The fiery king of gems: Romantic rubies

The fiery king of gems: Romantic rubies

Red is often considered the colour of love, so what’s more romantic than a ruby? This red-hued stone has been a favourite of royalty for centuries, earning the moniker ‘king of gems’.

Rubies make up one of the four main precious gemstones, joining emerald, sapphire and diamond. The word comes from the Latin “rubens”, meaning red. The stone is made up of corundum, a crystalline form of aluminium oxide containing traces of iron, titanium, vanadium and chromium. Technically, rubies and sapphires are the same stone as they are made up of the same chemical properties. However, a stone of this makeup in any colour besides red is considered a sapphire. The mineral chromium is what gives the stone its characteristic red tinge, differentiating it into a ruby.

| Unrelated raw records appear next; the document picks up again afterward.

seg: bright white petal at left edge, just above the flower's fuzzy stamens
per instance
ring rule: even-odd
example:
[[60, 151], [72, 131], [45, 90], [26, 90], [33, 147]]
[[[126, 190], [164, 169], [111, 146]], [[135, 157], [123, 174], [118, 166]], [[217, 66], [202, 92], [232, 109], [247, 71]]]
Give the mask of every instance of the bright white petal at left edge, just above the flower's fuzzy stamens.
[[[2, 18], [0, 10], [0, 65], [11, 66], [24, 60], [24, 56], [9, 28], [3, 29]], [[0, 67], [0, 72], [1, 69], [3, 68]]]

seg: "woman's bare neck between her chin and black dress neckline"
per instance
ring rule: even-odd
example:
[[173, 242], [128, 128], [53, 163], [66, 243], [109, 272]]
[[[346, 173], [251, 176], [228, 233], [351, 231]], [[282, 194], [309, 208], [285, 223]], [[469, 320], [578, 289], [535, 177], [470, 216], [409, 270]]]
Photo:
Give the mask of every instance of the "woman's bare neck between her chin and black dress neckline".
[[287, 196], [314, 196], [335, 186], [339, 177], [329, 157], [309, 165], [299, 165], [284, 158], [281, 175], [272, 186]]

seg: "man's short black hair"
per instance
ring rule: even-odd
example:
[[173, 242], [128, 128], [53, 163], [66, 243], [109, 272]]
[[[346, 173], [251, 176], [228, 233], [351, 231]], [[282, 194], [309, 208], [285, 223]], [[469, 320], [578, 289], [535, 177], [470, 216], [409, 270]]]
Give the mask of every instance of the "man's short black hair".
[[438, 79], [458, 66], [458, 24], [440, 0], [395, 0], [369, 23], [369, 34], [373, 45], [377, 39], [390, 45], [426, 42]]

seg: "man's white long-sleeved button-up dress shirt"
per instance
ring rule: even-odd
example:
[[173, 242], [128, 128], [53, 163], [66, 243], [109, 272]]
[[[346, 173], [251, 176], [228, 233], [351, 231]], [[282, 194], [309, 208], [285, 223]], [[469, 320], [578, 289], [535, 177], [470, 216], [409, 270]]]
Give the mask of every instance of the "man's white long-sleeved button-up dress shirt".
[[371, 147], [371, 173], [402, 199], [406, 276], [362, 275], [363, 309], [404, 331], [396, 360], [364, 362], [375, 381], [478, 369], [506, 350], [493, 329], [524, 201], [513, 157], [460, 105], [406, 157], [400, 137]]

Given its deep red colouring, rubies are often associated with love and desire. The stone can range in shades from pink to oxblood. The most desirable shade is called ‘pigeon-blood’, a deep red with a hint of blue.

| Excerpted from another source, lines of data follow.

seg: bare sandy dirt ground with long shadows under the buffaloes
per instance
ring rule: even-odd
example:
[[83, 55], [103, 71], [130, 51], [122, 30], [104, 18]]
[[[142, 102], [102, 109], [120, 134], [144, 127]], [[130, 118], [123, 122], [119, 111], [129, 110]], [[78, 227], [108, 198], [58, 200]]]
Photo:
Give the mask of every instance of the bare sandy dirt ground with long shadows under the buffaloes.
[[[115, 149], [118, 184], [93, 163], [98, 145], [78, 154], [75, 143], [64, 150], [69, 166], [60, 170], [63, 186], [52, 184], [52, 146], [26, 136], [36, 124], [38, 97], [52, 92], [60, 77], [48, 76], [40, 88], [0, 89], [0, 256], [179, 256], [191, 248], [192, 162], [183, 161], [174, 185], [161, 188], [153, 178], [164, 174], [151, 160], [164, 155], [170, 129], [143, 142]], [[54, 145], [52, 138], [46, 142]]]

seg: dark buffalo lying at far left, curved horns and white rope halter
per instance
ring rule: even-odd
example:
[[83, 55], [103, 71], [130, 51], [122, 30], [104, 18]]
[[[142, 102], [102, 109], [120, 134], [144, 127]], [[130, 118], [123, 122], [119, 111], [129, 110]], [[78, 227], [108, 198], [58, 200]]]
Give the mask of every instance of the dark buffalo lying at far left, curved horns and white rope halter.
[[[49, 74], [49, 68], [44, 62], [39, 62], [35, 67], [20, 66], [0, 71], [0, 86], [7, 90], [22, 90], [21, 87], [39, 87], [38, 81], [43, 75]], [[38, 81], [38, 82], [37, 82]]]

Rubies are found all over the world, from Myanmar (previously Burma), Africa, Australia to the USA. This precious gemstone has long been highly revered by Asian cultures. The first ruby was discovered in Myanmar back in 600AD and were worn as talismans by Burmese soldiers in battle as a form of protection. In Sankrit, rubies are called ratnaraj, or “king of precious stones”.

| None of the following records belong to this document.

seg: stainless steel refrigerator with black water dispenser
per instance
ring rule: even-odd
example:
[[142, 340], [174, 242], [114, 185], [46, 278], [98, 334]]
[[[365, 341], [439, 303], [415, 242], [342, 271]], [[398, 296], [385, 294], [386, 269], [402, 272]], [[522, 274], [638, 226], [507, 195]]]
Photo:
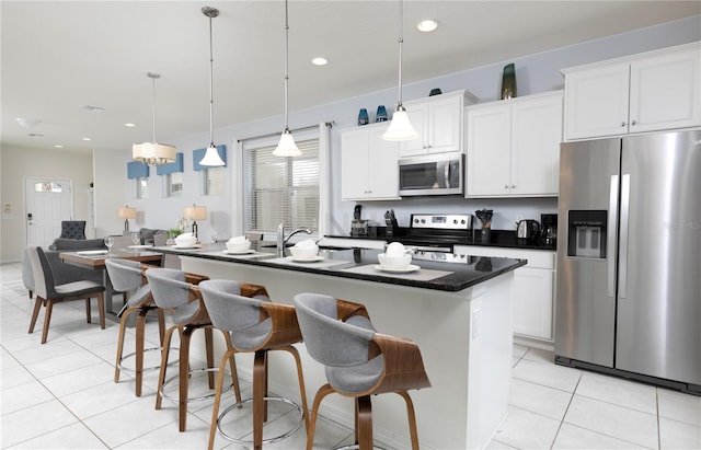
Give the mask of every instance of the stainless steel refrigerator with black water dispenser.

Popularity soon spread to Europe and rubies became one of the most sought-after gems for European royalty and the upper class after it was selected as the stone of choice for British coronation rings back in the 13th century. The stone was said to guarantee health, wealth, wisdom and success in love.

As with other gemstones, rubies are graded on the four C’s: colour, cut, clarity and carat weight. The world’s most valuable ruby is the Sunrise Ruby, a 25.59-carat (5.1 g) “pigeon blood” ruby discovered in Myanmar. The stone was mounted by Cartier and set between heptagonal diamonds weighing 2.47 carats (0.49 g) and 2.70 carats. It sold for a record $30.42 million on May 12, 2015 at a Sotheby’s auction in Geneva, Switzerland to an anonymous buyer.